Johann Sebastian Bach
Two-Part Invention No. 8 BWV 779 (1723)
Wolfgang Amadeus Mozart/Wilhelm Friedemann Bach
Adagio and Fugue for String Trio No. 6 KV 404a (about 1782)
Wolfgang Amadeus Mozart
Adagio and Fugue for String Quartet KV 546 (1788)
Anton Bruckner
String Quintet F major WAB 112 (1879)
- Anna Heygster Violin
- Dylan Naylor Violin
- Antje Kaufmann Viola
- Martina Horejsi-Kiefer Viola
- Katharina Apel-Hülshoff Cello
“If the only thing Bruckner had ever written had been the slow movement to his string quintet, his reputation would have been secured for all time,” Bruckner’s contemporaries said. This Flora concert, recounting the fascination for Bach’s universe, culminates in Bruckner’s only string quintet.
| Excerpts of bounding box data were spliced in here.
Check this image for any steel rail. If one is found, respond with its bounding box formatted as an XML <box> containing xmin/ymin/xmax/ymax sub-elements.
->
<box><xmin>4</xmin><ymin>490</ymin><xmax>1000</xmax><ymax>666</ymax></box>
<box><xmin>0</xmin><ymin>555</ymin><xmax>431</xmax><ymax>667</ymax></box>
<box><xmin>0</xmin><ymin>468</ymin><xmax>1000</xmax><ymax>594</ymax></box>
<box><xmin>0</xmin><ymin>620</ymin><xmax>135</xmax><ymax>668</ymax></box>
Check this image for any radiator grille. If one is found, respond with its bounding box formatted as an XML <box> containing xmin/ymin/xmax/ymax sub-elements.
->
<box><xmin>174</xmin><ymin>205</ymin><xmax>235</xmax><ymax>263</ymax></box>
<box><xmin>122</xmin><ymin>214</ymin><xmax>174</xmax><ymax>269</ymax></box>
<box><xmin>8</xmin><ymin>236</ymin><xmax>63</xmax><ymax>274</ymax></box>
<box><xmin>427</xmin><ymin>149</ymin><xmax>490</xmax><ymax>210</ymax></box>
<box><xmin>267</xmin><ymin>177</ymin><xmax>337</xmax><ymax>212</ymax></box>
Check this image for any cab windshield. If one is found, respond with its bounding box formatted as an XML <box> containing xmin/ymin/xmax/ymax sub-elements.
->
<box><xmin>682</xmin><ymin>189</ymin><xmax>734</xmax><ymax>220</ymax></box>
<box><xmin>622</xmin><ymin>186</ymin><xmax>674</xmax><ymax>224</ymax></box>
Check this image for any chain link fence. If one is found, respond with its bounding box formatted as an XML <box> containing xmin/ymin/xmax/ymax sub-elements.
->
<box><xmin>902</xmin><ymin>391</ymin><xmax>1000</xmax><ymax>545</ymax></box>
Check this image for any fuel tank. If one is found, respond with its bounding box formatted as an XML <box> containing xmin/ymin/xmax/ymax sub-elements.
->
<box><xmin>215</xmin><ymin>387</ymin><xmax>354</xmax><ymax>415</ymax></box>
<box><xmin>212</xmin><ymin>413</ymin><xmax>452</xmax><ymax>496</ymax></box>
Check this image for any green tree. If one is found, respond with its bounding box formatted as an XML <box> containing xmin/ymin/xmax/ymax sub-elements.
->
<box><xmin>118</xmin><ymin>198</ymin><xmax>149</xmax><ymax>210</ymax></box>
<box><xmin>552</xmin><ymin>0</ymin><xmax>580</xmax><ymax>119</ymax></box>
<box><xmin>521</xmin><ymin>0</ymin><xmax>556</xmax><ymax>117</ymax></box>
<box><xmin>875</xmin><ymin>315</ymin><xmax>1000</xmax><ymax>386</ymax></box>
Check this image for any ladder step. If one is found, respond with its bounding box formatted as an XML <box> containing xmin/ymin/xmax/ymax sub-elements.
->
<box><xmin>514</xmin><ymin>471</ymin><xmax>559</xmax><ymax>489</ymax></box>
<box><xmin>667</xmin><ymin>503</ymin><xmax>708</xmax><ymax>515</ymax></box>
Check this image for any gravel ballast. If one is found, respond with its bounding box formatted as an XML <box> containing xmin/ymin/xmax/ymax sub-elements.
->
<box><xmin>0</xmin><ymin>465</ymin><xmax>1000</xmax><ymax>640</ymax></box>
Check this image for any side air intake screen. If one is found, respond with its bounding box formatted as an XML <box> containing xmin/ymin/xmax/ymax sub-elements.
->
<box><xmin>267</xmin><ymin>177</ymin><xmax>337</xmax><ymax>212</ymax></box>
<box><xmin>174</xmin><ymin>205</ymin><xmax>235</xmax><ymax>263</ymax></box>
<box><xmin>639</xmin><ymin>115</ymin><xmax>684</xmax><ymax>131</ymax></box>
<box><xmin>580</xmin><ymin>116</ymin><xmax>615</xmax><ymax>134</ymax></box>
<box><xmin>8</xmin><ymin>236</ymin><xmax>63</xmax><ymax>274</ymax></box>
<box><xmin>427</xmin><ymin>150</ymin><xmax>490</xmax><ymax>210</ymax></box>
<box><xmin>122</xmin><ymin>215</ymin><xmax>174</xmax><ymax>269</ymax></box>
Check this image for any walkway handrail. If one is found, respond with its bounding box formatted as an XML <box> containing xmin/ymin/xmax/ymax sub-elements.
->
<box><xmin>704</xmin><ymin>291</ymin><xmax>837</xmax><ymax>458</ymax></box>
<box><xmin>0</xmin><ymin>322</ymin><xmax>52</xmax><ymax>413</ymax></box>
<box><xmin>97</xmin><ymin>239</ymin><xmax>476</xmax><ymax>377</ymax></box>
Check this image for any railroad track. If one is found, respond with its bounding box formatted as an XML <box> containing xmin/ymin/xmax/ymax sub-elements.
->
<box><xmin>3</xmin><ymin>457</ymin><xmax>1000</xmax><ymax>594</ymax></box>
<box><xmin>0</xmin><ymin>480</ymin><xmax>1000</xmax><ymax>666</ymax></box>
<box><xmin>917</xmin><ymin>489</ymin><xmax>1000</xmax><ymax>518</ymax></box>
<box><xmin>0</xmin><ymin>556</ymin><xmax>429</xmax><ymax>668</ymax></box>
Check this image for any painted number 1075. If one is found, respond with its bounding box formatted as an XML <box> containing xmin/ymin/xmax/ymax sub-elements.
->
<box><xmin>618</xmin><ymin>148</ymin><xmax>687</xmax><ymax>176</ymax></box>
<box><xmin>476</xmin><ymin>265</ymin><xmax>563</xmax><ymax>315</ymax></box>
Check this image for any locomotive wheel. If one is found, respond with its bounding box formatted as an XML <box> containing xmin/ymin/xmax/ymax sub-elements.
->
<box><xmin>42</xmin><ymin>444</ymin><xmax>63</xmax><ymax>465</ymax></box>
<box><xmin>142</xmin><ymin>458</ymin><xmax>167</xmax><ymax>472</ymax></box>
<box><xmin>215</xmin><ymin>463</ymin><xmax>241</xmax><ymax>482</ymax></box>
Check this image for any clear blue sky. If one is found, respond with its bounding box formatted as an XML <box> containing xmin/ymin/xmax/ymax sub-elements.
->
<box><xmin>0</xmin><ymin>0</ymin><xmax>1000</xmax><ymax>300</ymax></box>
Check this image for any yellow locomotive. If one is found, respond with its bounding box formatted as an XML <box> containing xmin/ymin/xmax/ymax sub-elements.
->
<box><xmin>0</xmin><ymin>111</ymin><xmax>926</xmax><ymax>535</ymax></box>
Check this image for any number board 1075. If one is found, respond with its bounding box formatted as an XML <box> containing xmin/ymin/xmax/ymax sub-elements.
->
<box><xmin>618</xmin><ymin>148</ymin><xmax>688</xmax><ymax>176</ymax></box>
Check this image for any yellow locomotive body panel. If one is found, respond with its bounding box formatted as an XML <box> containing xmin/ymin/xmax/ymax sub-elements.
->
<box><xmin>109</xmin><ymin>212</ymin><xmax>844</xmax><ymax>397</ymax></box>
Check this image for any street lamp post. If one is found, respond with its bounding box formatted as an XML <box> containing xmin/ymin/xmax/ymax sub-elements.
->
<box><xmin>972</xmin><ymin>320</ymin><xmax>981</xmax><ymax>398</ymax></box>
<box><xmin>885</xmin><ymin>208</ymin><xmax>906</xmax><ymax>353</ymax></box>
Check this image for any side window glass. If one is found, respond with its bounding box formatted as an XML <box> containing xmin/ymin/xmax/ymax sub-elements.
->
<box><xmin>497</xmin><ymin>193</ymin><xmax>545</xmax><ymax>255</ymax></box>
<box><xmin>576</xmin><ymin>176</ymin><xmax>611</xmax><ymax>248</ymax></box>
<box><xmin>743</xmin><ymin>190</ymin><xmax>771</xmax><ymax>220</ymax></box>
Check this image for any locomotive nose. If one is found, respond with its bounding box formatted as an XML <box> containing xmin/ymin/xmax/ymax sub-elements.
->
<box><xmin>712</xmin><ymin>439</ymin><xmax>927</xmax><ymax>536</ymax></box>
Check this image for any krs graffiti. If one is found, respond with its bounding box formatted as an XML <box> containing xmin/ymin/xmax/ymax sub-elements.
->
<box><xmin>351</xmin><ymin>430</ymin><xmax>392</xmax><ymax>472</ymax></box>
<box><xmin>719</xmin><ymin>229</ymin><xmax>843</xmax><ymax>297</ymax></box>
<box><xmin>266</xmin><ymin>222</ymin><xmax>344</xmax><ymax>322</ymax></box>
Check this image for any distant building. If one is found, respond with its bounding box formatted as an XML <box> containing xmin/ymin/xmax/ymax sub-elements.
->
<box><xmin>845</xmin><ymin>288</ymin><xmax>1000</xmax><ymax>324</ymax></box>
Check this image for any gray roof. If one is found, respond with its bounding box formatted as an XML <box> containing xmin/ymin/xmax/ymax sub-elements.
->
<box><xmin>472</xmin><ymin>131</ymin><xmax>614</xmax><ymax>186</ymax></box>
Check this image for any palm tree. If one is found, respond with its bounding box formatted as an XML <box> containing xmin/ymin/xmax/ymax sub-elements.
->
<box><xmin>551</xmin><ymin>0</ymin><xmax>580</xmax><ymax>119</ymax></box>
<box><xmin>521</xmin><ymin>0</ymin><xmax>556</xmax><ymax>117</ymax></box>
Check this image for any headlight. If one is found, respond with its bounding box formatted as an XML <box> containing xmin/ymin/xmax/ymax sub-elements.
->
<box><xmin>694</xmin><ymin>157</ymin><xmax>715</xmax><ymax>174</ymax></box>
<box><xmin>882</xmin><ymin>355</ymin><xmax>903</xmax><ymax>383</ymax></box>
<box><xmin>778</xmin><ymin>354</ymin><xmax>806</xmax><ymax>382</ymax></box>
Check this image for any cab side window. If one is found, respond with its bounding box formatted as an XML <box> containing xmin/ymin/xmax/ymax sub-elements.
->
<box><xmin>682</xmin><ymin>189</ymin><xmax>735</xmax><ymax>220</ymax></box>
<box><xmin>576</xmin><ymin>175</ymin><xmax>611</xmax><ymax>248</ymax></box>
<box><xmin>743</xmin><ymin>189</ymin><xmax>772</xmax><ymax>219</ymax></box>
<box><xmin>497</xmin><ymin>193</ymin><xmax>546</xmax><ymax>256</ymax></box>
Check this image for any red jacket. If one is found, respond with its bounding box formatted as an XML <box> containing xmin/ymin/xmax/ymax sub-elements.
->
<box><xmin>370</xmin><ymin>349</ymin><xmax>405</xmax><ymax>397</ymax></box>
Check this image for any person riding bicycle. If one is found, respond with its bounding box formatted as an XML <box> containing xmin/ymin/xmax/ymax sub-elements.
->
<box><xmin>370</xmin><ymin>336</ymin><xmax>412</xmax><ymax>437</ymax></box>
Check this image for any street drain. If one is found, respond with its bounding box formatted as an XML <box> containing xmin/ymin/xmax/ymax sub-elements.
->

No less a figure than Mozart studied the scores of Bach and his sons by arranging them for strings. Mozart’s Adagio and Fugue for String Quartet even surpasses his ingenious role models by wedding traditional technique and modern subjectivity with each other. And even without an orchestra, Bruckner always touches the gates to paradise.